Nina Genke was born in Moscow in 1893 to a Dutch father, Genrikh Genke, and a Russian mother, Nadezhda Tikhanova. She married the artist Vadym Meller (1884-1962). Nina Genke-Meller died in Kiev in 1954.
In 1912 she graduated from Levandovskaya Private Gymnasium in Kyiv. She received a title to teach Russian language and history. The following year she began teaching history, geography and drawing at the Higher Primary College for Women in Skoptsi. In Skoptsi, she met the artist Yevgenia Pribylska who headed the Art Studio in a Folk Center and became more inspired to become an artist herself. In 1914 Genke began attending Aleksandra Ekster’s studio in Kyiv for her art education, becoming an assistant in Ekster's studio from 1915 to 1917. At the same time, she worked as an artist in Skoptsi (Skoptsy) Village Folk Centre, supervised by Yevgeniya Pribilskaya and in the Verbovka Village Folk Centre, founded by N. Davidova.
Nina Genke was closely connected with the Supremus group that was led by Kazimir Malevich, the founder of Suprematism. From 1915 Genke worked as a head and a chief artist of the Verbovka Village Folk Centre (province in Kiev). She attracted famous avant-garde artists such as Kazimir Malevich, Nadezhda Udaltsova, Aleksandra Ekster, Ivan Kliun, Ivan Puni, Lyubov Popova, Olga Rozanova, Ksenia Boguslavskaya and others to the creative peasant artisans co-operative.

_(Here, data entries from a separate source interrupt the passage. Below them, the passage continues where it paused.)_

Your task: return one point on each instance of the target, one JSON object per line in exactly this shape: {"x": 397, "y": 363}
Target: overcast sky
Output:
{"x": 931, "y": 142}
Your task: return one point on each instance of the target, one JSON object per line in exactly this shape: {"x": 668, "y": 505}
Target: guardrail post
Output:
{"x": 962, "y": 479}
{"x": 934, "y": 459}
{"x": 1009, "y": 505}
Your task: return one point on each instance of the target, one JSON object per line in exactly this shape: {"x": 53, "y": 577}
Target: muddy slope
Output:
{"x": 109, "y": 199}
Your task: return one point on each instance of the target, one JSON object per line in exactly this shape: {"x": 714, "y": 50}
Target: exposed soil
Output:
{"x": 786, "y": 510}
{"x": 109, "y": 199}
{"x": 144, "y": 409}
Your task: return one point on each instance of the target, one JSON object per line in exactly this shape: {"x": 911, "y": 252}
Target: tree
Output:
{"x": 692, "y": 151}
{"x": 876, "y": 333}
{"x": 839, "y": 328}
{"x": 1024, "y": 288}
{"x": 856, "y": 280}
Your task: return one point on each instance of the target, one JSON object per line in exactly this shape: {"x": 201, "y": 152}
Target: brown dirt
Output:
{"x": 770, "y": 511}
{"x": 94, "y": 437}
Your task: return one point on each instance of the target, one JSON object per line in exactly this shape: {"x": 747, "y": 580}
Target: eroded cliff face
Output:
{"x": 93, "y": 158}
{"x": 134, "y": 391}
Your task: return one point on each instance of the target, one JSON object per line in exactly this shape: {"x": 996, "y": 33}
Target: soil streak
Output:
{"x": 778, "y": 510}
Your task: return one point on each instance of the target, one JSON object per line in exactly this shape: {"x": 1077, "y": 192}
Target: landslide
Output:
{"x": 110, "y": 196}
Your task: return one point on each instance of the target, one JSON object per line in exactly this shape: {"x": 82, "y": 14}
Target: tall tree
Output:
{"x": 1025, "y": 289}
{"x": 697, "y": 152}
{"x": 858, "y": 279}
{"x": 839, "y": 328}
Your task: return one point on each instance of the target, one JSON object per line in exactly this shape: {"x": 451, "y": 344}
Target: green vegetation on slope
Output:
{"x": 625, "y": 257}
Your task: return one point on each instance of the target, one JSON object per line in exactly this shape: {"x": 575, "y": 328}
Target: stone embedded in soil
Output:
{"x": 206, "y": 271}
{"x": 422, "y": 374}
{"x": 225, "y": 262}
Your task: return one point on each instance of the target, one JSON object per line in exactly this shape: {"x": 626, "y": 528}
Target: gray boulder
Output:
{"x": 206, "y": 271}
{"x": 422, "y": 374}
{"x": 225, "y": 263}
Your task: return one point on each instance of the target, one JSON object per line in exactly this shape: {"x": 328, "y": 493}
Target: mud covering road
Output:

Shortly after the October Revolution of 1917, Nina Genke participated in decorating the streets of Kiev and Odessa for Revolution Festivities together with Aleksandra Ekster and Kliment Red'ko, and began to design grandiose shows and a book on graphic design. Genke was a chief artist of the Golfstream futuristic publishing house led by Ukrainian poet-Futurist, Mykhail Semenko. At the same time she worked as a graphic artist. From 1920-1924 she taught art in the All-Ukrainian State Center Studio. In 1924 moved to Moscow, working as a stage designer, designer for china ( mostly plates) and wallpaper manufacture. Genke also held a position of the Deputy Head of the Board on Fine Arts in Vserabis. In later life, Genke worked as an interior designer, a scenographer, and supervisor of decorative and applied arts institutions.
- Sergei Papeta, Nina Henke: From Folk Suprematism to Avant-gardism of Shows and Plays, pp. 48–66, Exhibition Catalogue, Avant-Garde Adventures, National Art Museum of Ukraine (NAMU), Kiev, Ukraine, 2004.
- Nina Genke: Avantgarde and Ukraine, p. 193, Exhibition Catalogue, Villa Stuck, Munich, Germany, 1993.
- Nina Genke: Ukrainian Avant-garde of 1910-1930s, Zagreb, Croatia, 1991.
- Dmytro Horbachov, ed., Ukrainian Avant-garde Art 1910-1930s, "Mystetstvo," Kiev, Ukraine, 1996.
- John E. Bowlt, ed., Crossroads: Modernism in Ukraine, Exhibition Catalogue, Chicago Cultural Center, Chicago, and The Ukrainian Museum, New York, 2006-2007.